Every year, there’s a huge month long wine festival in Baja, Mexico, that American’s seem to have no idea exists. Vendimia means “the wine harvest,” and every August the wine region of El Valle de Guadalupe near Ensenada, becomes a giant party for wine foodie and wine enthusiasts.
There are events focused on wine and food pairings like the Noche de Cofradia, where over 42 wineries and 42 restaurants participate, concerts, bullfights, art exhibitions, dance performances, and multicourse dinners.
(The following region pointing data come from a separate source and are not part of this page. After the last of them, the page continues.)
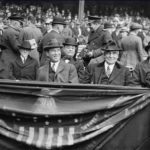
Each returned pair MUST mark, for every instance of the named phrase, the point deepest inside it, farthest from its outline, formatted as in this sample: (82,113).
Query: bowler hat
(135,26)
(53,43)
(124,29)
(2,45)
(111,46)
(58,20)
(108,25)
(26,45)
(147,47)
(70,41)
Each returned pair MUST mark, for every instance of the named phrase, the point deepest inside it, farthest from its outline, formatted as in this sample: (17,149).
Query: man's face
(60,27)
(69,50)
(111,56)
(54,54)
(24,52)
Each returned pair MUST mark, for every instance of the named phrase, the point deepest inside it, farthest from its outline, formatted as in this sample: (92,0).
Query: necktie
(53,67)
(108,71)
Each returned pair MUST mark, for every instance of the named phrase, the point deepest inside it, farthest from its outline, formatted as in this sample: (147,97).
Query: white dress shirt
(55,65)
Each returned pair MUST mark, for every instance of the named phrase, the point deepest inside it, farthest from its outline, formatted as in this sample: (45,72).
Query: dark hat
(70,41)
(147,47)
(111,46)
(146,28)
(16,17)
(2,45)
(26,45)
(108,25)
(135,26)
(53,43)
(58,20)
(124,29)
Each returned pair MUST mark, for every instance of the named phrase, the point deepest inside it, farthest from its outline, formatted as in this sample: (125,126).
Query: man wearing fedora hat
(56,33)
(97,39)
(132,47)
(109,72)
(141,74)
(69,52)
(56,70)
(10,37)
(24,67)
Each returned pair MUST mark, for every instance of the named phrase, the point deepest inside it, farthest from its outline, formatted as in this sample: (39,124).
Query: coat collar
(101,69)
(27,62)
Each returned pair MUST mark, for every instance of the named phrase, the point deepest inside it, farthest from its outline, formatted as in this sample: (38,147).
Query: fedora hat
(108,25)
(16,17)
(70,41)
(58,20)
(147,47)
(111,46)
(135,26)
(26,45)
(53,43)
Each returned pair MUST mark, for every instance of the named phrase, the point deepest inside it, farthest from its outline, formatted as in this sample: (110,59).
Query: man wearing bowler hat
(56,70)
(141,74)
(24,67)
(109,72)
(132,48)
(69,53)
(97,38)
(56,33)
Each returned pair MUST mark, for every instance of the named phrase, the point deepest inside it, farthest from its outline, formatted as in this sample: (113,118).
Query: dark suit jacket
(120,74)
(26,71)
(132,50)
(141,74)
(66,73)
(47,37)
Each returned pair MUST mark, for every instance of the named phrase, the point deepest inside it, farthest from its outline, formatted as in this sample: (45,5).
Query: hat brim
(28,49)
(59,23)
(70,44)
(111,49)
(46,48)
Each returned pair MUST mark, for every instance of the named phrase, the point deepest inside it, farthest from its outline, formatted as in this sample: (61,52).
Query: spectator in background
(56,70)
(67,32)
(31,32)
(10,38)
(141,74)
(132,48)
(109,72)
(56,33)
(24,67)
(69,52)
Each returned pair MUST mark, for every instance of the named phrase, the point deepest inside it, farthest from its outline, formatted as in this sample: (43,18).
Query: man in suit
(56,70)
(141,73)
(56,33)
(24,67)
(132,45)
(109,72)
(98,38)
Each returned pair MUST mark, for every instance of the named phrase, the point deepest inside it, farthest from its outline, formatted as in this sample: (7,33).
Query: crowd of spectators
(34,36)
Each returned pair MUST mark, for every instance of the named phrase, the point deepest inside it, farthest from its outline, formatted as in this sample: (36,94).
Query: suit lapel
(98,72)
(115,72)
(60,67)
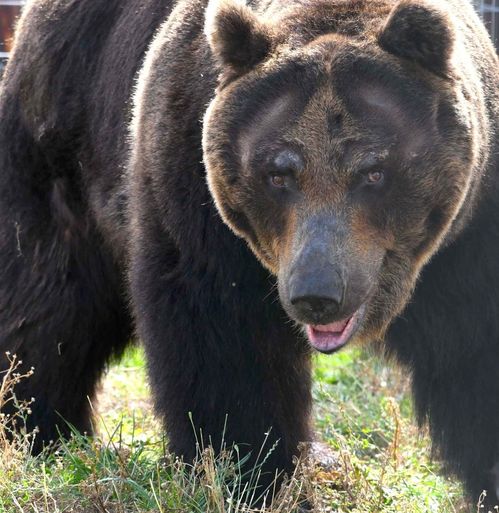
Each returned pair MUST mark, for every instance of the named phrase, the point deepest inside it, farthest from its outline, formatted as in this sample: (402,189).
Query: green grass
(362,411)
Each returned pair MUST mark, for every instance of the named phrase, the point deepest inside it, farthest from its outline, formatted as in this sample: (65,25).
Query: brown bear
(351,143)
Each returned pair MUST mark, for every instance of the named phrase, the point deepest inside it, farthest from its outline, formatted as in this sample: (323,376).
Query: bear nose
(318,307)
(316,297)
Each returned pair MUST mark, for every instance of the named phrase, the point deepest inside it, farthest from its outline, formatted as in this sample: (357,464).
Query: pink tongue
(334,327)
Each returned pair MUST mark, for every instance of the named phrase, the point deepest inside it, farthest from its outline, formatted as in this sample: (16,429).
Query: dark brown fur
(104,156)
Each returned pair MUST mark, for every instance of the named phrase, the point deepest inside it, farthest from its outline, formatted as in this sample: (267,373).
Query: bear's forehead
(342,116)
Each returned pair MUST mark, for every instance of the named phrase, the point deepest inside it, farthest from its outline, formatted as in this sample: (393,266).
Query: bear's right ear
(237,37)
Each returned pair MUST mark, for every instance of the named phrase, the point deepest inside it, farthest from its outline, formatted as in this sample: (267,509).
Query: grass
(362,412)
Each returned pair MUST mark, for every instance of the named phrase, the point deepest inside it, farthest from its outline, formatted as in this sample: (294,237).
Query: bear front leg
(220,351)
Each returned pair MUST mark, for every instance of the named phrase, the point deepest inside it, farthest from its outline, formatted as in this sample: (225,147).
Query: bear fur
(142,140)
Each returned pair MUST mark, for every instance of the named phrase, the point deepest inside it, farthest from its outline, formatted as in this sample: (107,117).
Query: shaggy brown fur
(351,143)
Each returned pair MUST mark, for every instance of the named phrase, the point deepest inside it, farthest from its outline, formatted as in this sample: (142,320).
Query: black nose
(316,294)
(318,307)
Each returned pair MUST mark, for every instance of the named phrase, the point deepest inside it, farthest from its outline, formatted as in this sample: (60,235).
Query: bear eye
(279,181)
(375,177)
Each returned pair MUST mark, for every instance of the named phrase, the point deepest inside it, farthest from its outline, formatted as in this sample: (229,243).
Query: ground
(362,410)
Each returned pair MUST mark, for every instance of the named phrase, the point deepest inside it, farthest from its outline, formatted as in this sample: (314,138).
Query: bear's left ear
(237,36)
(420,33)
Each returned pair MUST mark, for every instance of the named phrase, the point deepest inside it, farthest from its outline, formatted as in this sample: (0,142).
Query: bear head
(338,146)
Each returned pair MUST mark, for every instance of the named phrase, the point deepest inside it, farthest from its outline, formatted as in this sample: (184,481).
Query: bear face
(342,153)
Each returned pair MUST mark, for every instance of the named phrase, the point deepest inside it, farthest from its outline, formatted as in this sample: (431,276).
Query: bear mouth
(329,338)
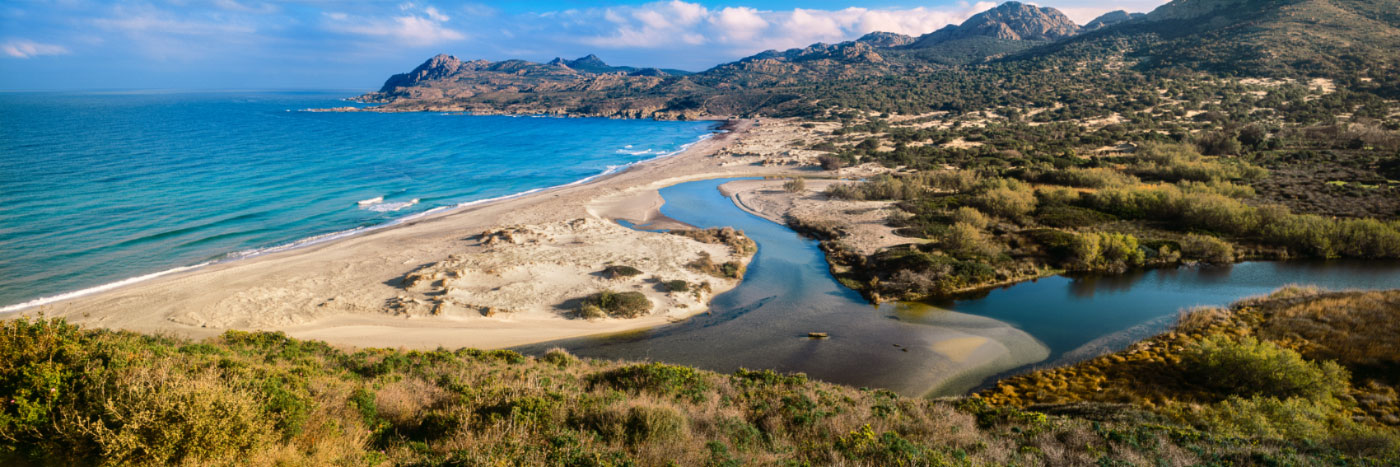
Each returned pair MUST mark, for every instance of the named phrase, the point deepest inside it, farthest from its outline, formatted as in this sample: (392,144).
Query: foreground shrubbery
(626,305)
(1288,368)
(114,397)
(1089,220)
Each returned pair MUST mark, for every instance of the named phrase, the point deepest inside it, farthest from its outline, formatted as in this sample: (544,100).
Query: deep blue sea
(104,188)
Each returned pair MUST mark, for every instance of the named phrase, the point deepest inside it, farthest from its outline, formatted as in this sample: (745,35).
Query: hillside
(112,397)
(1347,41)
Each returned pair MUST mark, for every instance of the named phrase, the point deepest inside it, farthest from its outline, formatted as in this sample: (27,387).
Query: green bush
(970,217)
(966,241)
(706,264)
(655,424)
(655,378)
(1207,249)
(620,271)
(1060,216)
(1249,367)
(1008,199)
(616,304)
(1096,178)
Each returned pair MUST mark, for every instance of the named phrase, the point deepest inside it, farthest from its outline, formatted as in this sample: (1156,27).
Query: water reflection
(945,344)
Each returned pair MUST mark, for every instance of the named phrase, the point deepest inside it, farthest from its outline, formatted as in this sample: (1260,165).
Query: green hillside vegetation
(1301,364)
(114,397)
(1161,206)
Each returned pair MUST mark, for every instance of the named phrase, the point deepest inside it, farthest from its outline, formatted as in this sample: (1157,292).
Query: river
(935,348)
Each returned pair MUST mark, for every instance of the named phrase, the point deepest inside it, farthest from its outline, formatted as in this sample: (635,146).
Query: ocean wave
(100,288)
(388,207)
(310,241)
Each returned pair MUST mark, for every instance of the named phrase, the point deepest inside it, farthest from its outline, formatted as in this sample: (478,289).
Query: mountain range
(1351,41)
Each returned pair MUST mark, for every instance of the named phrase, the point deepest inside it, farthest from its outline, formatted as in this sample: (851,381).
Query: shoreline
(353,312)
(720,129)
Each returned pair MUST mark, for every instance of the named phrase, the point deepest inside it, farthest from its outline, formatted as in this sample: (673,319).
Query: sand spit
(359,291)
(864,225)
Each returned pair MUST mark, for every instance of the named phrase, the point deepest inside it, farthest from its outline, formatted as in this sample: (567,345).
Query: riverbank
(353,292)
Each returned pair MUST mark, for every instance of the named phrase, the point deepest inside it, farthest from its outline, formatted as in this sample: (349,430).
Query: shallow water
(944,347)
(788,292)
(97,188)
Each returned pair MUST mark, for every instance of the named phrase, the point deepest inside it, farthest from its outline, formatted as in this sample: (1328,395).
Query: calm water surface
(788,292)
(98,188)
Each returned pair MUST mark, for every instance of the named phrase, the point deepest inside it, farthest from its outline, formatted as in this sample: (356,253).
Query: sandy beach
(514,271)
(353,291)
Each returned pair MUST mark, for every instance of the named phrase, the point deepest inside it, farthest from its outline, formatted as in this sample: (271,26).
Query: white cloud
(420,27)
(436,16)
(27,49)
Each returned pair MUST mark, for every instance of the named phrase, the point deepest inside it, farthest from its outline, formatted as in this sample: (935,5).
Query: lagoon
(937,348)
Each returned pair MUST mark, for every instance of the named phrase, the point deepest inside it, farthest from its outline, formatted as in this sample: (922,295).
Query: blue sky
(357,44)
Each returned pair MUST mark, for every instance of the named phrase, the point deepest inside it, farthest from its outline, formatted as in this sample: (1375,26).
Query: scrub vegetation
(1308,396)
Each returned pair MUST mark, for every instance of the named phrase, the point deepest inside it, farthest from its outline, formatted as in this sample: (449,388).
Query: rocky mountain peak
(590,60)
(438,66)
(1110,18)
(1010,21)
(1019,21)
(886,39)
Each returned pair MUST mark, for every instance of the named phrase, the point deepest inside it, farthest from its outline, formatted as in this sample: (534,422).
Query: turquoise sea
(97,189)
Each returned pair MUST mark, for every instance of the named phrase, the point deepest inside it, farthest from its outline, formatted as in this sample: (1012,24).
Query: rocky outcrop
(1010,21)
(437,67)
(886,39)
(1110,18)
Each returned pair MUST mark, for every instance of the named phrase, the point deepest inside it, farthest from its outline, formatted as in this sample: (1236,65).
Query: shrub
(1011,200)
(655,378)
(560,358)
(730,236)
(830,162)
(966,241)
(1063,216)
(616,304)
(620,271)
(654,424)
(1095,178)
(1207,249)
(706,264)
(970,217)
(1250,367)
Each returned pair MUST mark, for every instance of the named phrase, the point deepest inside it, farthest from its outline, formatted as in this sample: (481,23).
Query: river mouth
(938,348)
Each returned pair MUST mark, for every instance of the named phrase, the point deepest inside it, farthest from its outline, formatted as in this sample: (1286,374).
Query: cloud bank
(27,49)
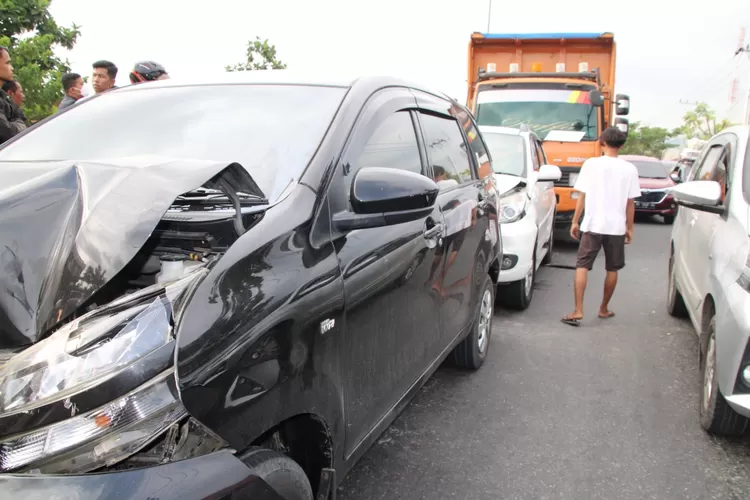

Prices for these events can range from hundreds per person to totally free.
Last year’s activities included an opera concert in the vineyard at Villa Montefiori Winery with Italian dinner and wine tasting, a cheese party with artisan bread, house wine and live music at Viña de Liceaga Winery and a gourmet dinner prepared by renowned Chef Enrique Olvera, pairing with Vena Cava wines and performances by Zirk Ubu at La Villa de Valle Winery, just to name a few.
Almost all of the events cater to Mexican’s, who come from all over the country. Very few Americans come, because very few are aware of it. Most of the wineries don’t advertise to the US and much of the information online is in Spanish.
The two-centuries-long wine tradition takes place primarily in the Guadalupe Valley, but that’s just one of seven valleys between Ensenada and Tecate dedicated to the cultivation of grapes. The valleys produce 90% of all Mexican wines, or 1.2 millions cases of wine a year, of which 25% is exported abroad. The Guadalupe Valley is located 15 minutes inland from the Ensenada coast, and has been the center of the biggest events in the region for the past 22 years.
Tickets to many of the events sell out in minutes, the most popular being the Paella Tasting, usually held this year on Sunday August 18th. The “Ramón García Osejo” Paella Contest at the Viña de Liceaga starts at 12:00pm, and closes the Vendimia Festival. The winners of the Preconcurso de Paella will be cooking for the title.